Saturday, 17 November 2018

Non-duality and 'many / one'

So I remember an old (not Zen) translation from the Tao Te Ching:

Unity begets duality. Duality begets trinity. Trinity begets the 10000 things.

I've recently been looking into case 34 in Cleary's translation of the Book of Serenity... and I'm thinking there's a one/many duality thing going on there. For completeness:

Fengxue said, "If you set up a single atom, the nation flourishes. If you don't set up a single atom, the nation perishes."

Xuedou held up his staff and said, "Are there any mendicants who will die the same and live the same?"

On the face of it I don't see a direct duality between many and one. It seems I have to go through an extra step to get to the 10000 things. There's a couple of ideas in Zen that come close - e.g. when a Zen master says he knows the minds of Buddhas or past Zen masters (presumably because their minds are neither the same nor different etc). I can get none, one, and two...and therefore three....but in Zen dialogs I'm used to more direct dualities, e.g. self and other, or Nirvana and Samsara, or knowing and not knowing, etc. One and many doesn't quite fit the mould for me.

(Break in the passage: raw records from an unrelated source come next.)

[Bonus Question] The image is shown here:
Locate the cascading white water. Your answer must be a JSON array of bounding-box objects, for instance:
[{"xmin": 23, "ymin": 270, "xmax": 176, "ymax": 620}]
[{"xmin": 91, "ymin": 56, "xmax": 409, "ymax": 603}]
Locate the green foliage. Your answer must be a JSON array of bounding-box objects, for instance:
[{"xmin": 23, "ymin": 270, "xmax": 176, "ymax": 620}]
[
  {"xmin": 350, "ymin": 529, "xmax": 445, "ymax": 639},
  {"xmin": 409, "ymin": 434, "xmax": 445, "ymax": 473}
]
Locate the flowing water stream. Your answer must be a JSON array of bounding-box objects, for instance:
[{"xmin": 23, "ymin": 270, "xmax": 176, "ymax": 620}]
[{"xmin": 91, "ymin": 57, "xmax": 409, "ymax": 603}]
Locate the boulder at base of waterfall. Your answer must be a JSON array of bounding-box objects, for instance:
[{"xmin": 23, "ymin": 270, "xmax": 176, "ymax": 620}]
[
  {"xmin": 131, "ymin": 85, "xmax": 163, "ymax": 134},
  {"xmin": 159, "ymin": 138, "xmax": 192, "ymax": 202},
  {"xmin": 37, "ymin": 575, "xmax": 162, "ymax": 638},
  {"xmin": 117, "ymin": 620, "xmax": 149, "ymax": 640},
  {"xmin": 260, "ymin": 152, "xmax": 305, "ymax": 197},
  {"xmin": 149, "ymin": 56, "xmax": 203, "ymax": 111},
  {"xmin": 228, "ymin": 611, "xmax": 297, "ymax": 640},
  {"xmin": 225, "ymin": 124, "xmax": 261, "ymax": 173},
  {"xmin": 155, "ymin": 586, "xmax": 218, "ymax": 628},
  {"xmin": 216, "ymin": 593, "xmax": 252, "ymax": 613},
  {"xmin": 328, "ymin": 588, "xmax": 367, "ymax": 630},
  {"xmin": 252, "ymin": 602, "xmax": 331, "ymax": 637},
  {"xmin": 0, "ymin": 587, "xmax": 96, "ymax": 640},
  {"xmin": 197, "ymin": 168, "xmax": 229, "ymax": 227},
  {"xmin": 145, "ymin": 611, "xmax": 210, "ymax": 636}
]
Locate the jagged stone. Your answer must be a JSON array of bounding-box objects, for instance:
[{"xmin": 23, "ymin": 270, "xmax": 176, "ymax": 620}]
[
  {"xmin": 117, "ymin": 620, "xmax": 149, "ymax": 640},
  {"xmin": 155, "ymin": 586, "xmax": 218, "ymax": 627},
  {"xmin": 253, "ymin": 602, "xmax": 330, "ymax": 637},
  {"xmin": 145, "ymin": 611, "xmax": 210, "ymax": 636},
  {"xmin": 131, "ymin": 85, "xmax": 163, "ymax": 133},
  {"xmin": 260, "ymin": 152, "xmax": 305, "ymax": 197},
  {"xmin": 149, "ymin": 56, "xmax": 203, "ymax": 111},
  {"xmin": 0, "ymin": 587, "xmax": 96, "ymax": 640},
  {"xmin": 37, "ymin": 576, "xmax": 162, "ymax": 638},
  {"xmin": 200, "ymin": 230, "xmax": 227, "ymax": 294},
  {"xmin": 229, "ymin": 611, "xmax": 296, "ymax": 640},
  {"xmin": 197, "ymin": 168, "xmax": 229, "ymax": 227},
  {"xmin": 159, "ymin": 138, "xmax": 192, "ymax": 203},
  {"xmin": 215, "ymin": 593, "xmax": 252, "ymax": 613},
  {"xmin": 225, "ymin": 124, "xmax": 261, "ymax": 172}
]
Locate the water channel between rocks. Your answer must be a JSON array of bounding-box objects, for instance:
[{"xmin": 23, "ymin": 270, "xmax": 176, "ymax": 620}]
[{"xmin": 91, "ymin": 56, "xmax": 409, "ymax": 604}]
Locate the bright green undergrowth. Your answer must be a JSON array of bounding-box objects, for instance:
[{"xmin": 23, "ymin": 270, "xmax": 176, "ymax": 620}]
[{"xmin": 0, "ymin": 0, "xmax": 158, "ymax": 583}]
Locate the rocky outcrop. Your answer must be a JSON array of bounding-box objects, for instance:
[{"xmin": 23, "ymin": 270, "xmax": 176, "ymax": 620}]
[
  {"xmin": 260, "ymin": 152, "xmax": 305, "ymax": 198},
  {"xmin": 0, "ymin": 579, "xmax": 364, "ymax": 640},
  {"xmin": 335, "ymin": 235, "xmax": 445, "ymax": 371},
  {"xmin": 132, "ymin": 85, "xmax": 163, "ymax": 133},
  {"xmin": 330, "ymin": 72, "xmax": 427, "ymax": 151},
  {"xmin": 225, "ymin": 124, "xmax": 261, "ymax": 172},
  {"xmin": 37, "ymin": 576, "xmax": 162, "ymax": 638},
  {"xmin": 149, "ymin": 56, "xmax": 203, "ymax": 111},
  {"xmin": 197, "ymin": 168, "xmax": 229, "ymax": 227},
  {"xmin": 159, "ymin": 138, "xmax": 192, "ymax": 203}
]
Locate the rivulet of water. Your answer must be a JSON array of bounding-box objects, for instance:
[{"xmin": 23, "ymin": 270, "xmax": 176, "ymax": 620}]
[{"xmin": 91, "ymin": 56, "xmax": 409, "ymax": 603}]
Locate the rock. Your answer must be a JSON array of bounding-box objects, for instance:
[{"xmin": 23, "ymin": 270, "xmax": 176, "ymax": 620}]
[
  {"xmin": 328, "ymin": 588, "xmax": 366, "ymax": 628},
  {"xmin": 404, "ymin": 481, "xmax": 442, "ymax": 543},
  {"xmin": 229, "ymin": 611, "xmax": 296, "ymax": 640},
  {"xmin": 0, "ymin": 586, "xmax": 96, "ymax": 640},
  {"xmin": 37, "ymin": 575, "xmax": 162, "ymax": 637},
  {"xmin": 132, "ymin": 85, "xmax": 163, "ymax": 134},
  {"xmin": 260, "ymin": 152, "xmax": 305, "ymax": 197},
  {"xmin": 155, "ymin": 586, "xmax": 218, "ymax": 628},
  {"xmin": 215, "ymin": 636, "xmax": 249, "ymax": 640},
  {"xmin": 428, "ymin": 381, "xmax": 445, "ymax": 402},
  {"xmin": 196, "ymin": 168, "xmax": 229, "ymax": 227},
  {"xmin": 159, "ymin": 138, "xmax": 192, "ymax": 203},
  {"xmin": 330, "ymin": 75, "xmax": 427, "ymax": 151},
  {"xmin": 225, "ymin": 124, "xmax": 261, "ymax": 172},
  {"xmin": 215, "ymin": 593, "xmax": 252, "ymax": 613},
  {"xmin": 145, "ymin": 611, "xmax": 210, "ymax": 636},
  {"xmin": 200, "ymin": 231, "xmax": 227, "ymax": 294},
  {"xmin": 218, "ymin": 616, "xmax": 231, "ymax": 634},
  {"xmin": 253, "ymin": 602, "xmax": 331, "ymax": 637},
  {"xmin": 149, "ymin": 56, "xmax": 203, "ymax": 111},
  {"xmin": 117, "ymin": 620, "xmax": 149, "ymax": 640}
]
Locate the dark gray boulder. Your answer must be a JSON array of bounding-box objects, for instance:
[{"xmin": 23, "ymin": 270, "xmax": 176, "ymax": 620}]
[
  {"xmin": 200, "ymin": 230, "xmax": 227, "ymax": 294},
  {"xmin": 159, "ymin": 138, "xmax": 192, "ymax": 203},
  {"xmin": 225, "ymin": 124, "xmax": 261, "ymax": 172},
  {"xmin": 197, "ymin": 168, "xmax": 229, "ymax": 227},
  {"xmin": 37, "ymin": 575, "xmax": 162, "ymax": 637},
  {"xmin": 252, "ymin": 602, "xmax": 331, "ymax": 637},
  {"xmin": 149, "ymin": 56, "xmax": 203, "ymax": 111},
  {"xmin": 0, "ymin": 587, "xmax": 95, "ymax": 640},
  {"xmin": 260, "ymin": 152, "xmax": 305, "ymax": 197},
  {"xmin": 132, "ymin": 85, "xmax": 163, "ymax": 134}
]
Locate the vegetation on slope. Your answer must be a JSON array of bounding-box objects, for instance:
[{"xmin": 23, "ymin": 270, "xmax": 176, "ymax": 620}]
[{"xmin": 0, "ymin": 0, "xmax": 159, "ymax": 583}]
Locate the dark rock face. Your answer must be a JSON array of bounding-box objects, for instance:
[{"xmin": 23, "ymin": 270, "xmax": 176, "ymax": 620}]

I was reading the Laṅkāvatāra sutra recently - not because it is (necessarily) Zen, but because Zen masters refer to it occasionally (I think) and I wanted the background. It led me to thinking about how the 5 (6? 7?) senses might be self-supporting in their own way. I think I've read about bringing them together, in a Zen context. There's also the obvious idea that multiple senses make up a single reality. That sounds a bit many/one.

Am I just confused by the old Taoist stuff I read once? Has anyone got a more direct formulation of the many/one non-duality?